The corridor is between 16th and 70th streets. The stretch of I-94 has been open to drivers since the early 1960's. 

The DOT assures the Soldier's Home National Historic Landmark won't be affected.

\"We've got about  roughly about 110 feet of public right away but the way we would achieve that is we do compromise our lane width from 12 feet to 11 feet in that small section,\" said Brian Bliesner, chief engineer for the project. 

Two public hearings were held to get input on the project. However, Tuesday's announcement was only open to the media. The group, Wisconsin Public Interest Research Group, wasn't allowed in the news conference. 

\"The coalition for more responsible transportation has proposed an alternative that would repair the highway, that would repair I94 and return it to good state of repair and at the same time make repairs in transit as well,\" Peter Skopec, campaigns director for the group. 

One of the proposed changes includes modifying access points to Hawley Road.
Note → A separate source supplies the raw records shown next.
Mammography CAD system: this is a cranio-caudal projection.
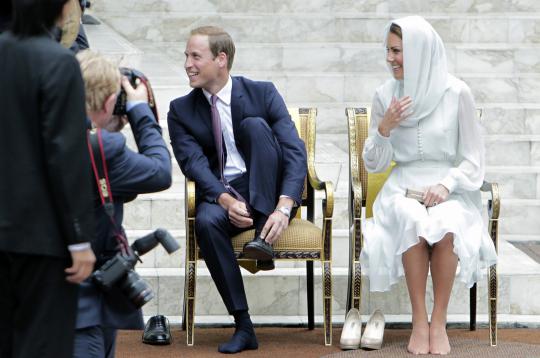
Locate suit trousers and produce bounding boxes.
[195,117,281,314]
[73,326,117,358]
[0,251,78,358]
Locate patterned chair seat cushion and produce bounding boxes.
[232,219,323,252]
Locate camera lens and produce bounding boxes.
[120,270,154,308]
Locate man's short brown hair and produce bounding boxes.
[77,50,121,113]
[191,26,235,71]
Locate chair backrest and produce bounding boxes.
[345,107,483,218]
[287,107,317,217]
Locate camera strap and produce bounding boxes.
[86,128,129,254]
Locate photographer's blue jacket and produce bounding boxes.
[77,103,171,329]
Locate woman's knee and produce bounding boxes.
[434,232,454,248]
[195,203,229,235]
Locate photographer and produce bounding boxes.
[74,50,171,358]
[0,0,95,358]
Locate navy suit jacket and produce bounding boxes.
[167,77,307,208]
[77,104,171,329]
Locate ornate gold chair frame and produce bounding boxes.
[182,108,334,345]
[345,108,501,346]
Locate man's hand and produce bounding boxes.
[65,249,96,283]
[218,193,253,229]
[261,197,294,244]
[104,116,128,132]
[122,76,148,103]
[424,184,449,207]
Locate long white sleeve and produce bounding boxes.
[362,92,394,173]
[440,84,485,193]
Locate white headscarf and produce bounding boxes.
[381,16,450,127]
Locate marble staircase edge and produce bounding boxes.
[144,313,540,328]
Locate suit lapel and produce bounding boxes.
[196,89,213,133]
[231,77,244,146]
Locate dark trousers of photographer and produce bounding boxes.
[0,251,78,358]
[73,326,117,358]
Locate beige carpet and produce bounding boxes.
[324,337,540,358]
[116,327,540,358]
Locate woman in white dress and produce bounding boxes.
[361,16,497,354]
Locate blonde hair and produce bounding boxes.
[191,26,235,71]
[77,50,121,113]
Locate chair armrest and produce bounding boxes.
[308,163,334,219]
[349,173,363,220]
[480,181,501,220]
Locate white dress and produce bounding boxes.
[360,75,497,291]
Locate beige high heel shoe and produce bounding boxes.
[360,309,384,349]
[339,308,362,349]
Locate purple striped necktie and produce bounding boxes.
[210,95,251,213]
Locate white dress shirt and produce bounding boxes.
[203,76,246,183]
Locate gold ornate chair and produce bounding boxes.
[345,108,500,346]
[182,108,334,345]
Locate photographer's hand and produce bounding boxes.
[122,76,148,103]
[65,249,96,283]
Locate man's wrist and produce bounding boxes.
[274,205,291,218]
[68,242,91,252]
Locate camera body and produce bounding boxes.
[92,229,180,308]
[113,67,159,121]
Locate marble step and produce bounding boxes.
[88,0,540,16]
[162,163,540,200]
[124,189,540,235]
[136,41,540,74]
[126,229,540,269]
[137,242,540,316]
[137,75,540,126]
[96,12,540,43]
[126,226,349,268]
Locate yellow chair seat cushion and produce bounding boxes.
[232,219,322,252]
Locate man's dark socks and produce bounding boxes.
[218,310,259,353]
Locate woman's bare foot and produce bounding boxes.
[429,323,450,354]
[407,322,429,354]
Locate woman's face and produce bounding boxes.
[386,32,403,80]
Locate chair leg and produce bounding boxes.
[322,261,332,346]
[182,282,188,331]
[488,265,498,346]
[469,283,476,331]
[306,261,315,329]
[184,262,197,346]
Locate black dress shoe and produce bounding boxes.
[242,236,274,261]
[143,315,172,345]
[257,260,276,271]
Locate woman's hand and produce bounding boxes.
[424,184,449,207]
[379,96,412,137]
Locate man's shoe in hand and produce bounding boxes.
[257,260,276,271]
[243,236,274,261]
[143,315,172,345]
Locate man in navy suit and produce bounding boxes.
[168,26,307,353]
[74,50,171,358]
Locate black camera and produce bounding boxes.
[92,229,180,308]
[113,67,159,121]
Gottlieb said it would help facilitate access to and from the west. 

The Mayor of West Allis, Dan Devine, said in a statement that he was disappointed with the DOT's decision to eliminate partial access at Hawley Rd.  

“While this is not the ideal situation, we are confident in the City of West Allis' resiliency and ability to rise to this challenge,” Davine stated. 

The next step in the process will be for the DOT to meet with local officials, agencies and the public. The Federal Highway and Administration Department will need to approve the plan before the design process begins. 

Construction could start as early as 2019.